Olsen propose un type d'indice de danger appelé SUBFAC («substitution factor») qui répond au problème de la non-idéalité des mélanges et qui est une généralisation de l'approche VHR à divers types de valeurs limites (Olsen,1992 ). L'approche plus complexe nécessite l'utilisation du logiciel SUBTEC. Par rapport à l'approche VHR pour un mélange, SUBFAC introduit trois changements. Tout d'abord, on tient compte de la non-idéalité en introduisant des coefficients d'activité. Ceux-ci sont calculés à partir d'un modèle physico-chimique basé sur la structure chimique, la température et la composition du mélange. D'autre part, on remplace l'usage de la concentration de vapeur saturante par l'utilisation du taux d'évaporation qui reflète mieux les conditions dynamiques de l'évaporation. Le taux d'évaporation est relié à la concentration de vapeur saturante et au coefficient de transfert de masse. Finalement on donne la possibilité de calculer une variété d'indices correspondant à divers standards ou normes de qualité de l'air: VLE professionnelle, VLE pour l'air ambiant extérieur, concentration maximale dans l'air émis à l'extérieur et taux d'émission dans l'air extérieur.

Il est important de retenir que l'indice SUBFAC en soi n'a pas de signification absolue mais qu'il n'est utile que dans la comparaison entre diverses alternatives. Nous référons les lecteurs à l'article d'Olsen et coll. pour une description plus complète des indices SUBFAC et de l'usage du logiciel SUBTEC. Rappellons seulement que ce logiciel a déjà été cité dans la section précédente car il permet de suggérer des alternatives ayant des propriétés de dissolution proches de celles d'un solvant déterminé que l'on veut éliminer. Olsen et coll. donnent divers exemples d'utilisation de SUBTEC pour, à la fois, suggérer et évaluer des alternatives de substitution (Olsen,1992 ).

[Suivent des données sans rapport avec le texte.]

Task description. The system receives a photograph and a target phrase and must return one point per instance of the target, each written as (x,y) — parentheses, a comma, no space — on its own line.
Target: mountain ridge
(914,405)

Il faut finalement souligner que toute approche de comparaison basée sur l'utilisation des VLE, même associée à des corrections pour la volatilité et la non-idéalité, souffre des défauts bien connus associés à ces standards : nombre limité de substances couvertes, qualité très inégale de l'information toxicologique et de son interprétation, exclusion des effets cancérogènes et de l'absorption cutanée, influence des facteurs économiques. La possibilité que les solvants soient sous forme d'aérosol (opérations de pulvérisation) n'est pas considérée car les modèles physico-chimiques ne tiennent compte que de l'évaporation. D'autre part, puisqu'il s'agit de comparer généralement des mélanges, d'autres limitations sont à considérer : les effets reflétés par les VLE touchent des organes divers et ne sont pas nécessairement additifs; de plus les effets d'interaction éventuels ne sont pas inclus (Filskov,1989 ; Goldschmidt,1993a ; Olsen,1992 ). Les auteurs soulignent que ces divers indices de danger ne doivent être vus que comme des mesures relatives portant sur le «risque» ou la «probabilité» de dépasser certaines normes. Il faut les utiliser de manière comparative entre diverses alternatives. Au vu des incertitudes qui les accompagnent, les diminutions se doivent d'être importantes (au moins cinq ou dix fois environ) pour considérer une substitution comme intéressante.